Budget provides impetus for expansion | Sunday Observer

Budget provides impetus for expansion

The Budget 2018 proposal allowing Sri Lanka’s two State banks, the Bank of Ceylon and the People’s Bank to raise debt and equity capital is aimed at facilitating the growth of the two banks and making them more competitive, a top legislator said on Friday.

“If the banks decide not to do so, the reverse is inevitable. Their share of the banking industry will keep dropping,” State Minister of Finance, Eran Wickremeratne told The Sunday Observer.
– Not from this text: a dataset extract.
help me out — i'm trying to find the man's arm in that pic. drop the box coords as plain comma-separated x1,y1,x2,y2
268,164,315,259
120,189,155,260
The State Minister explained that although in the 1960s and the 1970s, the two banks had control of nearly 80% of the banking assets in the country this proportion has, however, currently dwindled to about 40%.

Therefore, he explained that it is in this context the government has paved the way for the management of the two State banks to decide whether to expand.

Presenting the Budget 2018 proposals, Finance Minister Mangala Samaraweera disclosed that out of the six banks designated by the Central Bank of Sri Lanka to be Domestic Systemically Important Banks (D-SIBs), three State banks, the Bank of Ceylon (BoC), the People’s Bank (PB) and the National Savings Bank (NSB), are facing capital pressures.

The Budget 2018 proposed to provide an equity capital infusion of Rs. 5 billion to Bank of Ceylon in 2017 and a further Rs. 5 billion in 2018.

“The implementation of BASEL III International Banking Regulations which comes into effect in January will mean that banks will have to capitalize to the minimum required levels. If banks want to expand further, then they have to raise their own capital and the first thing they will do is to shed their non-banking assets and capitalize themselves for the banking business. Thereafter, they can access the capital markets like raising it from the stock market,” Wickremeratne elaborated.

The State Minister emphasized that if the banks decide to take the second option, the government, as the dominant owner, has clearly announced that it will retain control.

“If they are offering their shares, they must make sure the employees of the bank benefit and the depositors who may wish to participate,” Wickremeratne said.